- Mazraat Meshref
- Coordinates: 33°12′33″N 35°20′10″E﻿ / ﻿33.20917°N 35.33611°E
- Country: Lebanon
- Governorate: South Governorate
- District: Tyre

Area
- • Total: 4.88 sq mi (12.65 km^{2})
- Elevation: 1,300 ft (400 m)
- Time zone: GMT +3

= Mazraat Meshref =

Mazraat Meshref (مزرعة مشرف) is a municipality in Tyre District, Governorate of South Lebanon.
==Etymology==
According to E. H. Palmer in 1881, the name Mezrah means "the sown land".
==History==
"In the Wady Ashur, west of Mezrah, may be seen the most important rock sculpture in the whole of the country round Tyre. It is a cdla or niche cut in the rock, below a great cavern cut out of the wall of the valley. The end of the niche is entirely occupied by a carving, which has an Egyptian appearance. The head-dresses especially of the principal personage, who is represented sitting, are quite those of Egypt, and greatly resemble the pschent. Like all these Egypto-Phoenician sculptures, that of the Wady Ashur has the winged globe. The whole greatly resembles the Egyptian door of Umm el Awamid. Unfortunately the carving is in a very bad state. It has for centuries served as a mark for the Metawileh who traverse the valley, and in hatred of idolatry, think they must fire a shot at it".

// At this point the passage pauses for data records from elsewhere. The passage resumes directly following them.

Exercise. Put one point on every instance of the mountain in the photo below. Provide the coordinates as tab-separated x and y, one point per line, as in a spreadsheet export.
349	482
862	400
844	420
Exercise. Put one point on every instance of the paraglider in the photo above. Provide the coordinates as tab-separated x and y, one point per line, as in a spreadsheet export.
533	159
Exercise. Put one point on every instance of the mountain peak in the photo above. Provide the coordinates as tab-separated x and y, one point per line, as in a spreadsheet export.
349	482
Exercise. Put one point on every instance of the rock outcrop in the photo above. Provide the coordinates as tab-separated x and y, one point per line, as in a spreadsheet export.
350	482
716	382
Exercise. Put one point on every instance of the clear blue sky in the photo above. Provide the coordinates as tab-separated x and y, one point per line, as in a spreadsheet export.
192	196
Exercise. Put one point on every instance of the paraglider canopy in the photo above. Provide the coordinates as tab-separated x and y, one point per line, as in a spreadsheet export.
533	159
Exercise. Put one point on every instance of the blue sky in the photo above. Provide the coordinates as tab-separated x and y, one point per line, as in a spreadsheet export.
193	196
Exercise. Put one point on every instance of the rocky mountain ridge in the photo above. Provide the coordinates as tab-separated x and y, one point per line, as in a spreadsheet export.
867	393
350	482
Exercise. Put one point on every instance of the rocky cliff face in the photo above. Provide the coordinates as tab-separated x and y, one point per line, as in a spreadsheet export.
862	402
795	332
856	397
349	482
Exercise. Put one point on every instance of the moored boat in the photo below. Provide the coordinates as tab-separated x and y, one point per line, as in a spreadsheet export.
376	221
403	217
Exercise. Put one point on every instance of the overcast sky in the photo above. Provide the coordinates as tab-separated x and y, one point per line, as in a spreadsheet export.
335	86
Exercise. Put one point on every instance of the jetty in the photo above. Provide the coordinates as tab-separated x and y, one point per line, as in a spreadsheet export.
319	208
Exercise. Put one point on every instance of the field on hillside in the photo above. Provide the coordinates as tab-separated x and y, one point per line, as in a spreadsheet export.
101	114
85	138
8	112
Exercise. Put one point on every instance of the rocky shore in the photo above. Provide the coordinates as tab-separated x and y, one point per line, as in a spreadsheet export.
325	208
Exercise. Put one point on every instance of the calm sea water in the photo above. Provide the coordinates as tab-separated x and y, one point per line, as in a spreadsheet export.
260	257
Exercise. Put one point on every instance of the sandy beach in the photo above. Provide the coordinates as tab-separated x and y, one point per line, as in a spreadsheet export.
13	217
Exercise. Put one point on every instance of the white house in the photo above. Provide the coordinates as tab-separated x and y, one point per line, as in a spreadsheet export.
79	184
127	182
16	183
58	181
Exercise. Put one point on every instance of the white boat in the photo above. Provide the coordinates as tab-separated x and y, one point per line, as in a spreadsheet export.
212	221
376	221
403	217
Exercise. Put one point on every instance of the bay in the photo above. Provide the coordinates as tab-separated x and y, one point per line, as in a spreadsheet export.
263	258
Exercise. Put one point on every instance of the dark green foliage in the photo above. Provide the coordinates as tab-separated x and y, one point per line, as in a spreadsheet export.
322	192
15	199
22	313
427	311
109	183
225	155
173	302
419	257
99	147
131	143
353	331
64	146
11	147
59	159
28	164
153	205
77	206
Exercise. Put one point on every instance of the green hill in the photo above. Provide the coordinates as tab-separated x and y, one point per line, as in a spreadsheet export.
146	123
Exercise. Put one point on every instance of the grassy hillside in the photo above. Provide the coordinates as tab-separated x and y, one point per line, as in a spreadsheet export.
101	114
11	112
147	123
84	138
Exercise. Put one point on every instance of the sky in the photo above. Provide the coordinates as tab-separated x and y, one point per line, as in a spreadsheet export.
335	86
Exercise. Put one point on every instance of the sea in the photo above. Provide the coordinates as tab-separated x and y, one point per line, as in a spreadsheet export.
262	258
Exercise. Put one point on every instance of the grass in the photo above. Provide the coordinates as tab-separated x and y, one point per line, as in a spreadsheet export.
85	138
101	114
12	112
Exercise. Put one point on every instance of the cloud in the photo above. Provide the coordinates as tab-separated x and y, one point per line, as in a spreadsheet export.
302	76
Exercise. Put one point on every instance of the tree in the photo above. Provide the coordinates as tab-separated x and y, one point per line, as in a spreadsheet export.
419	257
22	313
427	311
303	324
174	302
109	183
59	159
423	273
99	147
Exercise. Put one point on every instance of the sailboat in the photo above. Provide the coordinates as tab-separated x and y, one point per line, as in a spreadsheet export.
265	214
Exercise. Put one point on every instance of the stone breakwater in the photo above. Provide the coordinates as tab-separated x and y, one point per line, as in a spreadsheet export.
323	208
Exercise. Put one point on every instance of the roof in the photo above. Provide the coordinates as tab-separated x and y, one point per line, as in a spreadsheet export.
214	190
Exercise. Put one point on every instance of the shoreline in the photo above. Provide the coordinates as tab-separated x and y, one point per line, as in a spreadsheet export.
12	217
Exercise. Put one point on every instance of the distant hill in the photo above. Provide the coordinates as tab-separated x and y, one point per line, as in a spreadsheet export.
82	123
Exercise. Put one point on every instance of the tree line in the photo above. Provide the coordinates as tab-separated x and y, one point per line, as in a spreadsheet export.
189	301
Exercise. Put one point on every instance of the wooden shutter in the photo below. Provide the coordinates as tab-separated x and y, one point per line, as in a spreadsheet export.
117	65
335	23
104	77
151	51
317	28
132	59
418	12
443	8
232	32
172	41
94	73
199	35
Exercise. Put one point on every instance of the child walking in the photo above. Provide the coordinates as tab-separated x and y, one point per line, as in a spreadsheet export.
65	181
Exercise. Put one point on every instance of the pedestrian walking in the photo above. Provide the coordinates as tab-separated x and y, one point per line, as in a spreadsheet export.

In 1881, the PEF's Survey of Western Palestine (SWP) described Mezrah: "A small village, built of stone, on hill-top, spring, birket, and cisterns, with many ruined houses; it contains about 100 Metawileh. There are olives, figs, and arable land around." They further noted: "There are ruined houses, lintels of well-dressed stone, and some cisterns in this village."

==Demographics==
In 2014, Muslims made up 99.33% of registered voters in Mazraat Meshref. 97.40% of the voters were Shiite Muslims.